Visual Studio Git Source Control without Git for Windows or Github extension

In Team Explorer it prompts me to install 3rd party git tools, I don't intend on using the Git command line, just Visual Studio's native GUI to clone, pull, commit, sync, merge and maybe issue pull requests.

So do I need to install 3rd party Git command prompt tools (or Github extension)? because I already installed 2.10.1 and didn't notice anything different. What do I gain if I do and what do I lose if I don't, because I want a clean minimal installation, and all tutorials and docs out there assume I have to install them.


Solution 1:

This might be in line with the recent tweet from Edward Thomson (also on Stack Overflow):

I don't mind @VisualStudio removing libgit2 and moving to git, they had good reasons but the "it acts different" excuse it reads like FUD.

There are good reasons for them to move to git: maintaining libgit2 in VS was a nightmare. (I know! I used to do it!)

And why pay to hack on (or around) libgit2 when they employ a Git for Windows maintainer?

He is talking here about Johannes Schindelin, who got employed by Microsoft last August 2015, and who is releasing the Git for Windows editions.

Totally makes sense for them to move.

So until recently, Visual Studio did not use a third party Git client, but now it does, with Visual Studio 15 (as commented by jessehouwing, VS 2015 doesn't come with its own git.exe, it uses a library instead).

This is Visual Studio 15 Preview 5 (not Visual Studio 2015 which is v14.25123.xx)
See ycombinator.com:

Seems a shame the "15" team have given up on libgit2. Considering Microsoft have / are a contributor and presumably all contributing parties have the same goal (cross platform, feature parity etc) one has to wonder what's so bad with libgit2 it's been dropped in favour of shelling out to git.exe?

By dropping libgit2, they freed up some memory.
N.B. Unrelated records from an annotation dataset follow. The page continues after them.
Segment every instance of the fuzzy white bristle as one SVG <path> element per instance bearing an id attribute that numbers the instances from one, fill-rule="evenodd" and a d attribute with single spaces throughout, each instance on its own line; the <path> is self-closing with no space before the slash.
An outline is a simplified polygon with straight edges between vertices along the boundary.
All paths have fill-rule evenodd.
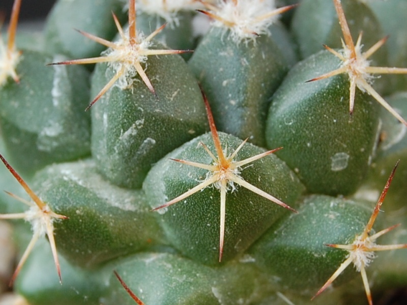
<path id="1" fill-rule="evenodd" d="M 373 77 L 366 72 L 366 69 L 370 66 L 370 61 L 365 59 L 362 54 L 361 49 L 363 45 L 356 45 L 355 51 L 356 53 L 356 59 L 351 58 L 351 51 L 345 46 L 343 47 L 343 56 L 348 58 L 343 62 L 342 66 L 348 66 L 348 74 L 350 79 L 355 78 L 356 80 L 356 86 L 362 92 L 365 92 L 364 85 L 362 84 L 359 79 L 362 78 L 369 82 L 371 82 Z"/>
<path id="2" fill-rule="evenodd" d="M 6 83 L 9 77 L 16 76 L 15 68 L 21 58 L 16 50 L 8 52 L 0 37 L 0 86 Z"/>
<path id="3" fill-rule="evenodd" d="M 138 73 L 135 64 L 144 64 L 147 61 L 147 56 L 140 54 L 140 51 L 148 50 L 152 44 L 151 41 L 145 41 L 144 36 L 141 33 L 137 34 L 138 40 L 141 42 L 139 44 L 131 45 L 128 37 L 128 29 L 126 32 L 125 39 L 120 38 L 115 42 L 116 48 L 109 48 L 102 53 L 102 55 L 111 58 L 108 65 L 114 72 L 117 72 L 124 67 L 124 73 L 115 84 L 121 89 L 131 87 L 133 83 L 136 80 L 135 77 Z"/>
<path id="4" fill-rule="evenodd" d="M 364 240 L 360 239 L 360 236 L 356 238 L 353 245 L 356 249 L 350 251 L 349 255 L 352 258 L 352 262 L 358 272 L 360 272 L 363 267 L 367 267 L 374 258 L 374 253 L 372 251 L 367 251 L 366 249 L 371 249 L 376 244 L 371 241 L 369 237 Z"/>
<path id="5" fill-rule="evenodd" d="M 45 207 L 46 212 L 50 212 L 51 209 L 48 205 Z M 37 206 L 32 206 L 26 212 L 25 220 L 31 224 L 32 230 L 38 233 L 40 237 L 45 236 L 47 233 L 47 223 L 52 224 L 53 218 L 48 212 L 44 212 Z"/>
<path id="6" fill-rule="evenodd" d="M 214 25 L 230 29 L 229 37 L 239 43 L 243 40 L 255 40 L 257 35 L 270 35 L 269 27 L 276 17 L 259 19 L 259 17 L 276 9 L 274 0 L 240 0 L 221 1 L 216 14 L 224 22 L 216 20 Z"/>
<path id="7" fill-rule="evenodd" d="M 193 0 L 138 0 L 137 7 L 140 11 L 163 18 L 170 27 L 179 25 L 177 13 L 181 10 L 194 11 L 204 6 Z"/>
Obviously the overall memory usage of VS and git is probably increased but VS teams are flogged until memory usage decreases because nobody will prioritize making it a 64 bit app


The OP asks:

as a matter of fact I'm using VS "15" Preview 5. So does that mean I'll need to install Git for Windows or is it already shipped with VS 15? And if so why does it still prompt me to install it? – Jonney Shih 3 mins ago

jessehouwing answers:

A very minimal version ships with Visual Studio. But it's not added to the path. So Visual Studio doesn't rely on you installing it.

It's installed here: enter image description here

The best way to install a git client for your own command line escapades, is to install Git for Windows along side Visual Studio. If you've done so, you can dismiss the prompt from Visual Studio

Personally, I like to "install" Git simply by uncompressing the latest archive like: PortableGit-2.10.1-64-bit.7z.exe anywhere I want.

Solution 2:

No you don't need a 3rd party git client (the Git for Windows should do). But some commands are not available through Visual Studio (yet), for example, you can't check the reflog and force-pushing is not available.

After installing Git For Windows, make sure its installation path is in your PATH environment variable and that you restart Visual Studio after installing it.

It is possible that Visual Studio won't detect it, if your version is much newer than what was available when your Visual Studio version shipped. In your case make sure you also have Visual Studio 2015 Update 3 installed.


Some background:

Visual Studio 2013 and 2015 ship with LibGit2 and LibGitSharp. LibGit2 is a library that implements most of the standard Git functionality in a cross platform C/C++ library. LibGitSharp is a managed wrapper around that. Not all commands are implemented directly in LibGit2, not everything LibGit2 is exposed directly in LibGitSharp.

The native integration has both advantages and disadvantages. While it's faster for some direct manipulation over shelling out to git.exe, it also makes the memory management much harder. Plus, any crashes or memory leaks in the native integration would slow down or take down the whole of Visual Studio.

By making the interaction with git out-of-process, each operation runs in its own little process and if that crashes or doesn't release its memory during execution, the command will fail, but Visual Studio will just see that git.exe is closing unexpectedly without it crashing too.

Also, by taking a dependency directly on git.exe, anything that's possible from the git command line is relatively easy to implement into Visual Studio, while in the past some features would not be available and would have to be coded in C# or in C++.


So, Visual Studio implements/exposes a number of git features directly, but some are not exposed. Features such as the RefLog, Force Push, Stash, Git Flow, Cherry Pick are not exposed though the Visual Studio UI at the moment. If you rely on these commands you will need an external git client. The commandline is the most universal example of such a client, but there are others that may help you out as well. GitKraken, SourceTree, Tower and others come to mind.